The website describing the investment offer (in general terms) is still online at
A media article on the matter is here — https://venturebeat.com/2018/10/09/elevated-returns-gets-18-million-for-st-regis-aspen-resort-tokenized-real-estate/
Quote: “An Elevated Returns spokesperson wrote, “We’ve tokenized a portion of the St Regis Aspen which we formed as a single asset real estate investment trust (REIT). In accordance with the terms of the deposit agreement, each Aspen Digital Token will represent an indirect ownership interest in one deposited share of our common stock (the REIT which was formed for St. Regis Aspen). Essentially you have best of both worlds with REIT structure in place and blockchain technology with smart contract for St. Regis Aspen. The REIT provides tax efficient structure while the blockchain provides peer-to-peer investing and cross-border transaction made simpler for investors.” Unquote.
Not long after, a US company called tZero issued tokens to raise US$ 134 Million. They proposed to become a sponsor, a mentor company, to help other companies move into the world of Tokenization. They also planned to establish an online exchange for the secondary market trading of security tokens. You can read a media article about that here — https://medium.com/swlh/tzero-successful-migration-from-an-ico-to-sto-platform-launch-awaited-498957bdd076
And, just 2 weeks ago, a German company called BitBond issued the first German Bond-like financial security as a Token. That financial instrument was approved by the German regulatory agency.
It offered a Security Token with a 10 year duration. Interest of 4% is payable annually (1% per quarter) plus a variable bonus coupon payment annually. It is called the BitBond Token (BB1). After 10 years, the BB1 matures and is bought back at its original face value of 1 Euro per token. The funds raised will be used to create loans for SMEs based all around the world.
The issuer of the token is Bitbond Finance GmbH, a company fully owned by Bitbond GmbH. Bitbond is a crypto-currency based lending platform for business loans that operates globally. Founded in 2013, Bitbond now facilitates more than $1 million in business loans every month.
Germany’s first security token will be issued on the Stellar blockchain. With a processing capacity of over 1,000 transactions per second, transaction costs at a fraction of a cent, a built in decentralized exchange and a global network of active partners using the platform, Stellar is one of the most efficient blockchains for payment processing and token issuance.
Who can invest in the BB1 token? Answer — Anybody around the world who is not a US or Canadian citizen. The project received approval to issue this tokenized bond from Germany’s Federal Financial Supervisory Authority (BaFin).
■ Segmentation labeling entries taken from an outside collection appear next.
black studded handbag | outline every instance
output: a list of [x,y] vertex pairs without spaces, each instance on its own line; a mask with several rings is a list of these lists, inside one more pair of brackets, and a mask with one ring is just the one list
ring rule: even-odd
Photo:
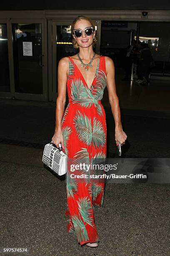
[[[67,155],[63,152],[61,143],[59,148],[52,142],[45,146],[42,161],[60,176],[65,174],[68,170]],[[55,146],[54,146],[55,145]]]

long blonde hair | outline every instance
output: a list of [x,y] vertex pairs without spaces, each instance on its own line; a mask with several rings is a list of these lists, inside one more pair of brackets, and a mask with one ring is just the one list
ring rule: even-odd
[[[81,16],[78,16],[78,17],[76,18],[74,20],[73,22],[72,23],[71,25],[71,33],[72,35],[73,34],[73,29],[74,28],[75,24],[76,23],[77,21],[78,21],[78,20],[88,20],[88,21],[89,21],[89,22],[90,22],[90,23],[91,23],[92,26],[93,26],[93,31],[95,31],[95,26],[94,25],[94,23],[92,20],[91,20],[90,18],[88,18],[86,16],[83,16],[82,15]],[[95,35],[95,38],[93,39],[93,42],[92,43],[92,46],[95,46],[95,44],[96,44],[97,42],[98,41],[98,38],[96,35]],[[73,39],[72,39],[72,45],[75,48],[79,48],[79,46],[77,43],[76,40],[74,38],[73,38]]]

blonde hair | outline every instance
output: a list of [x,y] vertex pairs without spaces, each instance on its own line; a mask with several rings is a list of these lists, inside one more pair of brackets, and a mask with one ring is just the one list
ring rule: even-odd
[[[73,22],[72,22],[71,25],[71,33],[72,35],[73,34],[73,29],[74,29],[74,26],[75,26],[75,24],[76,23],[77,21],[78,21],[78,20],[88,20],[88,21],[89,21],[89,22],[90,22],[90,23],[91,23],[92,26],[93,26],[93,31],[95,31],[95,26],[94,25],[93,22],[92,21],[92,20],[91,20],[89,18],[88,18],[88,17],[86,16],[83,16],[83,15],[78,16],[78,17],[76,18],[74,20]],[[95,35],[95,38],[93,40],[93,42],[92,43],[92,46],[95,46],[95,45],[96,44],[98,41],[98,38],[96,35]],[[77,41],[76,39],[75,39],[74,38],[72,39],[72,45],[75,48],[79,48],[79,46],[78,45],[78,44],[77,43]]]

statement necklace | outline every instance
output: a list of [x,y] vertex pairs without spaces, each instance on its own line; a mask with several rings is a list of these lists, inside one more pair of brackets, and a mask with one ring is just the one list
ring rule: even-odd
[[80,62],[81,63],[81,66],[82,67],[85,67],[85,70],[86,71],[86,72],[88,72],[88,71],[89,70],[89,67],[92,67],[92,66],[91,64],[92,61],[94,59],[94,58],[95,57],[95,52],[93,54],[93,56],[92,56],[92,59],[90,60],[90,61],[89,63],[88,63],[88,64],[85,64],[85,63],[84,63],[84,62],[83,62],[81,59],[81,58],[79,56],[79,54],[78,54],[78,58],[79,58],[79,59],[80,59]]

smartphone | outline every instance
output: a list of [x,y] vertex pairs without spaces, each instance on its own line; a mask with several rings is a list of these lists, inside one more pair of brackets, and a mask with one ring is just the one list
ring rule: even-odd
[[119,144],[118,144],[118,148],[119,149],[119,156],[120,156],[122,151],[121,151],[121,150],[120,143],[120,142],[119,142]]

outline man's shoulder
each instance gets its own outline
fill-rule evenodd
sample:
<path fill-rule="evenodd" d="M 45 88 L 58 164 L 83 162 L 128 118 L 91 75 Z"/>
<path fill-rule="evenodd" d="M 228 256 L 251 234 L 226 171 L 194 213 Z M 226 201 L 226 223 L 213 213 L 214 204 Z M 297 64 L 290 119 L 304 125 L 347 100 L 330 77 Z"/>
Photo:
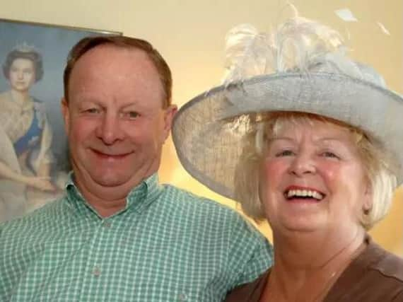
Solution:
<path fill-rule="evenodd" d="M 164 185 L 166 196 L 169 200 L 178 206 L 188 209 L 192 208 L 194 213 L 211 212 L 213 215 L 228 215 L 233 219 L 243 219 L 242 216 L 229 206 L 217 201 L 197 195 L 185 189 L 172 185 Z"/>
<path fill-rule="evenodd" d="M 37 232 L 42 227 L 49 226 L 51 221 L 57 221 L 64 197 L 50 202 L 26 215 L 0 223 L 0 241 L 7 235 L 14 237 L 18 233 Z"/>
<path fill-rule="evenodd" d="M 215 228 L 224 233 L 228 231 L 228 235 L 238 238 L 246 237 L 251 240 L 266 240 L 256 227 L 234 208 L 171 185 L 164 185 L 164 187 L 165 207 L 177 217 L 186 216 L 192 219 L 195 227 L 208 221 L 210 226 L 215 226 Z"/>

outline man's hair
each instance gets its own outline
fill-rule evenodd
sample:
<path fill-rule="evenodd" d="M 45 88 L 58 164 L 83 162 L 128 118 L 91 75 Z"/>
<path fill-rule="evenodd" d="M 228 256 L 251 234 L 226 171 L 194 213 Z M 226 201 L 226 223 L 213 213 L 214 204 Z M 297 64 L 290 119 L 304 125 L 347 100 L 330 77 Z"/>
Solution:
<path fill-rule="evenodd" d="M 23 45 L 11 50 L 7 54 L 6 61 L 3 64 L 3 74 L 8 79 L 10 68 L 13 62 L 17 59 L 25 59 L 32 61 L 35 71 L 35 81 L 37 82 L 43 76 L 43 65 L 42 56 L 33 47 Z"/>
<path fill-rule="evenodd" d="M 243 152 L 235 168 L 235 199 L 240 202 L 247 215 L 257 221 L 266 219 L 259 196 L 259 169 L 264 160 L 267 139 L 278 135 L 286 124 L 298 127 L 301 123 L 312 123 L 314 120 L 344 127 L 354 135 L 373 195 L 371 208 L 368 211 L 363 209 L 359 219 L 366 229 L 370 229 L 385 217 L 390 208 L 393 192 L 397 187 L 395 156 L 387 152 L 379 142 L 370 139 L 359 129 L 313 114 L 272 112 L 267 113 L 260 122 L 252 122 L 255 127 L 245 137 Z"/>
<path fill-rule="evenodd" d="M 165 60 L 148 42 L 134 37 L 121 35 L 104 35 L 87 37 L 76 44 L 69 54 L 67 64 L 64 69 L 63 81 L 64 85 L 64 98 L 69 102 L 69 83 L 71 71 L 77 61 L 87 52 L 103 45 L 112 45 L 121 47 L 134 48 L 144 51 L 154 64 L 159 74 L 164 92 L 164 108 L 168 107 L 172 102 L 172 74 Z"/>

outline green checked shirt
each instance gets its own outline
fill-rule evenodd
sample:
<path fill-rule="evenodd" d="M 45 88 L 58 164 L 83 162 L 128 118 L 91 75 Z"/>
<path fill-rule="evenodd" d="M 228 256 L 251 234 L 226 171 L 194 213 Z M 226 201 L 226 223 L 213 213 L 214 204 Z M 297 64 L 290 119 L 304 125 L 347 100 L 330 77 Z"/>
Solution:
<path fill-rule="evenodd" d="M 0 301 L 220 301 L 271 264 L 238 213 L 153 175 L 100 217 L 69 180 L 63 198 L 0 225 Z"/>

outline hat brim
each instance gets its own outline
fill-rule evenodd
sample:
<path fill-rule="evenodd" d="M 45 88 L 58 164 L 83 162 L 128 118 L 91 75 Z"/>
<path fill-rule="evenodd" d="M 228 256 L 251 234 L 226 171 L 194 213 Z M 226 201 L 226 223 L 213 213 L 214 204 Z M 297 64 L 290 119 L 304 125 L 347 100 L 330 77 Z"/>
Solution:
<path fill-rule="evenodd" d="M 403 99 L 398 94 L 350 76 L 332 73 L 276 74 L 221 86 L 184 105 L 174 120 L 177 156 L 194 178 L 234 198 L 235 169 L 247 125 L 231 117 L 256 112 L 313 113 L 356 127 L 380 141 L 403 163 Z M 402 173 L 398 183 L 402 180 Z"/>

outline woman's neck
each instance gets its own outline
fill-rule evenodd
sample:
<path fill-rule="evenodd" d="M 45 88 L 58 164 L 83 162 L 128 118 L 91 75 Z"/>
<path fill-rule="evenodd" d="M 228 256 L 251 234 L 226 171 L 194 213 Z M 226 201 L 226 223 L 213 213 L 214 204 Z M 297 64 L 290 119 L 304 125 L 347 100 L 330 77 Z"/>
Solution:
<path fill-rule="evenodd" d="M 13 89 L 10 91 L 13 100 L 19 104 L 23 104 L 27 100 L 30 100 L 30 96 L 28 91 L 18 91 Z"/>
<path fill-rule="evenodd" d="M 344 234 L 344 236 L 341 236 Z M 274 265 L 262 301 L 320 301 L 363 248 L 365 231 L 274 237 Z"/>

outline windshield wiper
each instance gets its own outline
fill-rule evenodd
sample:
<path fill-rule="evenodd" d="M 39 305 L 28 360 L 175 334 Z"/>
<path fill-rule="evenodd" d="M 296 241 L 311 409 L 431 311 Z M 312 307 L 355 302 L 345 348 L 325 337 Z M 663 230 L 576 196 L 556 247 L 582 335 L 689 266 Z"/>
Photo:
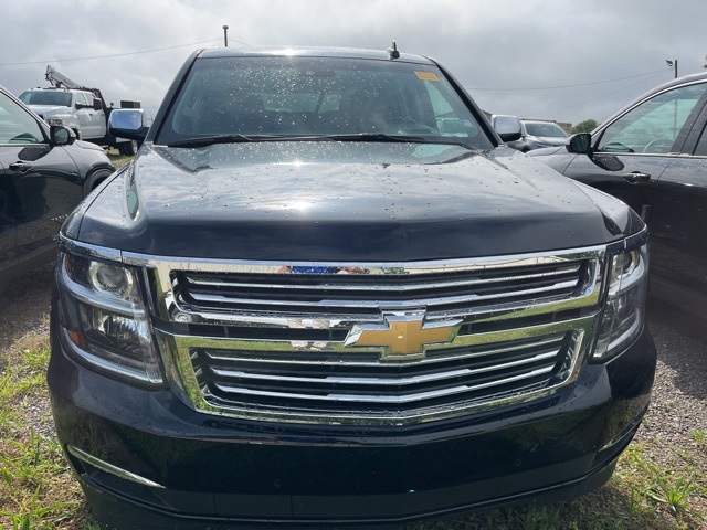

BitBond are hoping to raise a maximum of US$ 113 Million and a minimum raise of $ 3 Million.
BOOM has summarized the history of Blockchain technology in some detail in previous editorials but here are the key points —
1. The first Cryptology BlockChain paper occurred in 1991 — 27 years ago. It was essentially a cryptographic description of a “chain of blocks”.
2. The National Security Agency of the USA (the NSA) released a paper on 18th June 1996 — 22 years ago. “How to Make a Mint – The Cryptography of Anonymous Electronic Cash”. It was published by MIT October 31st 1996 — the Massachusetts Institute of Technology.
3. Satoshi Nakamoto released the original paper on Bitcoin on October 31st 2008 on Bitcoin.org. The Source Code was implemented early 2009 — 10 years ago.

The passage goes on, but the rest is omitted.